Kini ketika sekolah sudah tidak lagi efisien menjadi pemasok buruh bagi pabrik
– pabrik industry, maka sekolah pun dialih fungsikan menjadi “pabrik” itu
sendiri dengan harapan mampu melahirkan produk siap pakai bernama “buruh
professional”. Jika dulu kemanusiaan manusia itu direnggut saat mereka bekerja,
kini kemanusiaan kita direnggut sejak masuk sekolah.
Pola pandang kapitalistik yang
sedemikian mungkin tidak pernah terbesit dalam benak para wali murid tersebut,
sebab bagi mereka pendidikan ditafsirkan secara sederhana dan semata - mata
hanyalah proses belajar mengajar yang memiliki efek positif untuk tumbuh
kembang dan masa depan sang anak tercinta, dan agar konsepsi “lugu” para wali
murid ini tidak bertentangan dengan tujuan besar kapitalisme, maka dibuatlah
jembatan halusinatif bernama “Gengsi”.
Sistem pendidikan kapitalis selamanya tidak
akan pernah mampu memberikan pendidikan yang manusiawi, baik itu secara
keilmuan maupun prestasi yang sejati, maka demi menumbuhkan minat masyarakat
terhadap system pendidikan mereka dibuatlah konsep “sekolah bergengsi”,
“sekolah bonafit”, dan “sekolah prestisius” yang mampu memberi ilusi – ilusi
kesuksesan dan keberhasilan serta prestasi yang memukau kepada para wali murid.
Inilah yang menjadi marak akhir – akhir ini, sekolah yang berfondasikan
“image”.
Apa yang menjadi sasaran tembak kaum
kapitalis ini adalah sisi psikologi kita sebagai manusia yang punya
kecenderungan kuat untuk berbangga diri lewat hal – hal yang sangat mudah
dimanipulasi. Maka ketika seseorang sudah memasukkan anaknya ke sekolah dengan
taraf internasional dia dengan yakin dan penuh kebanggaan merasa telah
memasukkan anaknya ke sekolah dengan kualitas terbaik.
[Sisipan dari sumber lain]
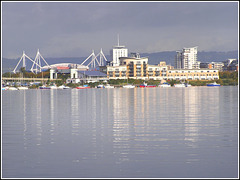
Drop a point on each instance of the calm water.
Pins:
(152, 132)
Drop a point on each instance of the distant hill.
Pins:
(153, 58)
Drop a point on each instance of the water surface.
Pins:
(126, 133)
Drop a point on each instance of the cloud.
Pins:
(75, 28)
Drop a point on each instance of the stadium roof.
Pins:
(93, 73)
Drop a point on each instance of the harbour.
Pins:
(121, 133)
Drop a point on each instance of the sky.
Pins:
(74, 29)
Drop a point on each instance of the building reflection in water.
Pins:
(75, 111)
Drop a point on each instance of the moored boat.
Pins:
(5, 88)
(109, 86)
(63, 87)
(146, 85)
(12, 88)
(22, 88)
(100, 86)
(164, 85)
(180, 85)
(44, 87)
(128, 86)
(213, 84)
(83, 87)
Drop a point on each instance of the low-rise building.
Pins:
(192, 74)
(212, 65)
(86, 76)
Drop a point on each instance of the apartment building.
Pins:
(187, 59)
(193, 74)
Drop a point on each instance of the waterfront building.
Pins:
(192, 74)
(212, 65)
(65, 68)
(230, 65)
(135, 67)
(86, 76)
(187, 59)
(117, 52)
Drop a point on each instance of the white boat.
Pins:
(180, 85)
(100, 86)
(53, 87)
(22, 88)
(213, 84)
(128, 86)
(188, 85)
(109, 86)
(164, 85)
(5, 88)
(63, 87)
(12, 88)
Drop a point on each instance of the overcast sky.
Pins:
(74, 29)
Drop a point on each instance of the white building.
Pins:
(117, 52)
(187, 59)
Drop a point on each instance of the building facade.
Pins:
(187, 59)
(135, 67)
(192, 74)
(117, 52)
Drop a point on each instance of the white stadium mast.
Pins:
(36, 62)
(94, 60)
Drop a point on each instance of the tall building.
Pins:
(117, 52)
(187, 59)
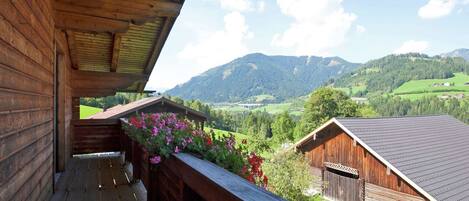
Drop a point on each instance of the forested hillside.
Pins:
(258, 75)
(388, 73)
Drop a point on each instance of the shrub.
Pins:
(290, 176)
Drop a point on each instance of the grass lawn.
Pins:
(274, 108)
(355, 89)
(417, 96)
(86, 111)
(425, 86)
(219, 133)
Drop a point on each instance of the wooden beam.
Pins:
(123, 10)
(86, 23)
(72, 49)
(108, 81)
(156, 50)
(92, 92)
(115, 51)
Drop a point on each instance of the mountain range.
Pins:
(464, 53)
(282, 77)
(278, 77)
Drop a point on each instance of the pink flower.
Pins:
(169, 139)
(154, 131)
(155, 159)
(188, 140)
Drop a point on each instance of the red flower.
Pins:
(135, 122)
(209, 141)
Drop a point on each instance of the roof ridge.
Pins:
(394, 117)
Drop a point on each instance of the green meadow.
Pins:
(86, 111)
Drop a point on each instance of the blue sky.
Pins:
(209, 33)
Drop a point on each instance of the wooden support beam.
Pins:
(124, 10)
(115, 51)
(156, 50)
(86, 23)
(72, 49)
(93, 84)
(92, 92)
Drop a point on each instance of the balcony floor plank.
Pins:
(96, 177)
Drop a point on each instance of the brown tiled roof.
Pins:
(119, 111)
(431, 151)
Suatu ketika penulis mendengar
percakapan dua orang guru yang sedang mengeluh tentang beberapa orang muridnya
yang tidak memiliki kelayakan untuk naik kelas tapi kemudian dipaksakan untuk
naik hanya demi mempertahankan gengsi sang kepala sekolah, plus ditambah
sekolahnya itu sendiri adalah sekolah yang terkenal “bergengsi” dengan
kurikulum luar negeri, di lain tempat seorang murid dari keluarga yang kurang
mampu merasa terbebani dengan perintah sekolah yang mewajibkan anak muridnya
untuk memiliki laptop karena kini sekolahya sudah dapat gelar RSBI, ada juga
bahkan dua sekolah ternama dan bonafit dengan prestasi segudang tapi siswanya
selalu terlibat tawuran, dan sejuta kasus miris lainnya yang mungkin kini sudah
terlupakan.
Fakta yang ada seolah kalah bicara
dengan pencitraan yang terus berlangsung. Jika kebohongan yang terus diulang
kelak akan dianggap sebagai sebuah kebenaran, bagaimana dengan kesalahan yang
terus berulang?, apakah kelak akan disebut sebagai sebuah kewajaran?. Rasanya
absurd ketika novel Laskar Pelangi begitu disambut dan dipuji setinggi langit,
tapi kenyataan dunia pendidikan kita tidak juga berubah.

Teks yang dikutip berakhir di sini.